For more commitments, get your copy of Slaying the Onion and follow with us as we visit a new commitment each week.
The holidays are upon us! Most of us will be surrounded by family and friends more often than usual. We want to share three gifts that living unlayered will bring you this holiday season: understanding perspectives, developing connections, and building bridges.
This isn’t the first time you’ve heard, “Each of us has a unique perspective.” Yet, how often do we get so caught up in our own point of view that we forget how many other valid perspectives exist in the world? The holidays are the perfect time to embrace new perspectives, as you’re surrounded by loved ones that, let’s face it— you may not be totally aligned with. Embracing new perspectives doesn’t require that you adopt them as your own. Rather, simply affirming other perspectives as valid, though different than yours, will open up opportunities for growth and connection.
When perspectives are limited, your decisions are limited. Your perspectives are valid, and they matter, but they are limited by your own experience. This is true for all of us. If your experience doesn’t cover something, turn to someone who has the experience you lack. Build an arsenal of perspectives to use when life brings you into uncharted territory. Opening up yourself to understanding new points of view will expand your options and ultimately improve the pool of choices you use in your decision-making.
Understanding different perspectives will also help you develop more authentic connections, which brings me to gift #2.
Developing Authentic Connections
Living Unlayered is impossible without authenticity. Honestly sharing your perspectives and inviting others to share their own is an excellent way to build trust within your teams and with the people around you. Leaving that open line of communication generates feelings of significance in others, which bolsters your connections and relationships.
In physics, Newton’s 1st Law of Motion (simply put) is: an object at rest stays at rest, or if in motion, remains in constant motion unless acted upon by an outside force.

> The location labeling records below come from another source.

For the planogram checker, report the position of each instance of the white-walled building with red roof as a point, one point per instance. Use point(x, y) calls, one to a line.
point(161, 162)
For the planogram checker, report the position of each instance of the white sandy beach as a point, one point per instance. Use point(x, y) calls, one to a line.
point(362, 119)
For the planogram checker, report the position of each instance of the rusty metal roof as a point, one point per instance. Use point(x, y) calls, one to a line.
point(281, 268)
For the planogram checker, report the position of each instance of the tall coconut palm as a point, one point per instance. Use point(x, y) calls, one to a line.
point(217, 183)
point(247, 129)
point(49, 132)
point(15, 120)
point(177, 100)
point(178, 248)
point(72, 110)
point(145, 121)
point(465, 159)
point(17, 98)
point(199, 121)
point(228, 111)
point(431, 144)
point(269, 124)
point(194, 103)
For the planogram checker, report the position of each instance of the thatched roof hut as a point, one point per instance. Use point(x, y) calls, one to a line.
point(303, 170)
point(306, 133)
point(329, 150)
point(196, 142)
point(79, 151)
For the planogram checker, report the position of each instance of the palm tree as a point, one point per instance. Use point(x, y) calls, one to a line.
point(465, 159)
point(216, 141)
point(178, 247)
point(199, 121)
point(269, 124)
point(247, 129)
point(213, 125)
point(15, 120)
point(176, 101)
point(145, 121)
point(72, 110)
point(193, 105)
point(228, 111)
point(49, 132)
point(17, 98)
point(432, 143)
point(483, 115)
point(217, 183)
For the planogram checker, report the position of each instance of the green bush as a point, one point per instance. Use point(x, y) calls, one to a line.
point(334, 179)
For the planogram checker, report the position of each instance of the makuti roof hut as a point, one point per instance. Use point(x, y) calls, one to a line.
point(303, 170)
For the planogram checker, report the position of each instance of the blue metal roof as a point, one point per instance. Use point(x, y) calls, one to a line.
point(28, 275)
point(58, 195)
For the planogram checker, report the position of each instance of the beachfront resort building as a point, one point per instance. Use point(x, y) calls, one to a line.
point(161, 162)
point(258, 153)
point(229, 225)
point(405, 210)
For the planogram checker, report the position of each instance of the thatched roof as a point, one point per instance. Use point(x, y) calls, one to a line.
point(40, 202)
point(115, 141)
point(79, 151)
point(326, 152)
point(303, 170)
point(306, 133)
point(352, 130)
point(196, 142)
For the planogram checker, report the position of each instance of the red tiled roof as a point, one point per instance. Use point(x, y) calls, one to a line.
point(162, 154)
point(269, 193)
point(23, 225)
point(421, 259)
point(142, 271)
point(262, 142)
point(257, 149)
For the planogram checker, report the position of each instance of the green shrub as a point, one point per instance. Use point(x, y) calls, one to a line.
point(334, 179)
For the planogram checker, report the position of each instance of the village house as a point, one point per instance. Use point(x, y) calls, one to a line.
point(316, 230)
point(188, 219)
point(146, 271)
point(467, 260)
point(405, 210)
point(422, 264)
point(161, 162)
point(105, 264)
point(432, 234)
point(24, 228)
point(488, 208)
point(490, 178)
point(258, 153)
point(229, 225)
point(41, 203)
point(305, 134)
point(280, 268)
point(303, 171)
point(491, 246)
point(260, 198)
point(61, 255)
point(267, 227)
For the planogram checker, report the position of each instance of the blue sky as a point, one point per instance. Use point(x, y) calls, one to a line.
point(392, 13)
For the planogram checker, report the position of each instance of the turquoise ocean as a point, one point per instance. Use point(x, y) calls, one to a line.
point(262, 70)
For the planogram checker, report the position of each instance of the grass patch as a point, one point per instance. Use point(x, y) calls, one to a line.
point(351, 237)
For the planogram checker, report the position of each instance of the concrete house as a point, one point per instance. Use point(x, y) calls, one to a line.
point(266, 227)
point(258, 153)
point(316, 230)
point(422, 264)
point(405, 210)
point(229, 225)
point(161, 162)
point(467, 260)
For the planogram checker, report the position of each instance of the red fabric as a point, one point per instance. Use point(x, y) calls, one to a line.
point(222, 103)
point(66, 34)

Surprisingly, this principle is also true for our relationships and connections with other people. You are the outside force! If we want to make a difference in others’ lives, unless we make a direct connection, there is zero chance that our ideas are going to make any impact. The object will stay at rest. Focus on making the authentic connection first, and your influence and ability to make a difference will follow.
One great way to develop real connections is to be purposeful about finding common ground. T.D Jakes said, “I like to see myself as a bridge builder, that is me building bridges between people, between races, between cultures, between politics, trying to find common ground.” Chapter 5 of Slaying the Onionis dedicated to mastering this skill.
“Your opportunity is to learn to listen, hear and confirm your understanding. The message you give back is, “This is what I heard you say—tell me more about this—” You will start to watch each person you walk with slowly start to release a bit of their guard.”
As you traverse this path, one other item to remember at this very sensitive time is to not to attempt to move anyone over to your side of the bridge. It’s so easy for us to want someone to experience our conversations from our side of the bridge— forcing them into our perspective. A bridge with only one anchored post is bound to be unstable! Yet, to be powerful and effective bridge builders, we must not lose the opportunity to root the foundation posts on both sides. Our relationships have to be deeply rooted on each side to withstand any weight. Otherwise, the bridges we build have no integrity and are quickly destroyed. We get to show each other the value of our initiative when we meet them where they’re at.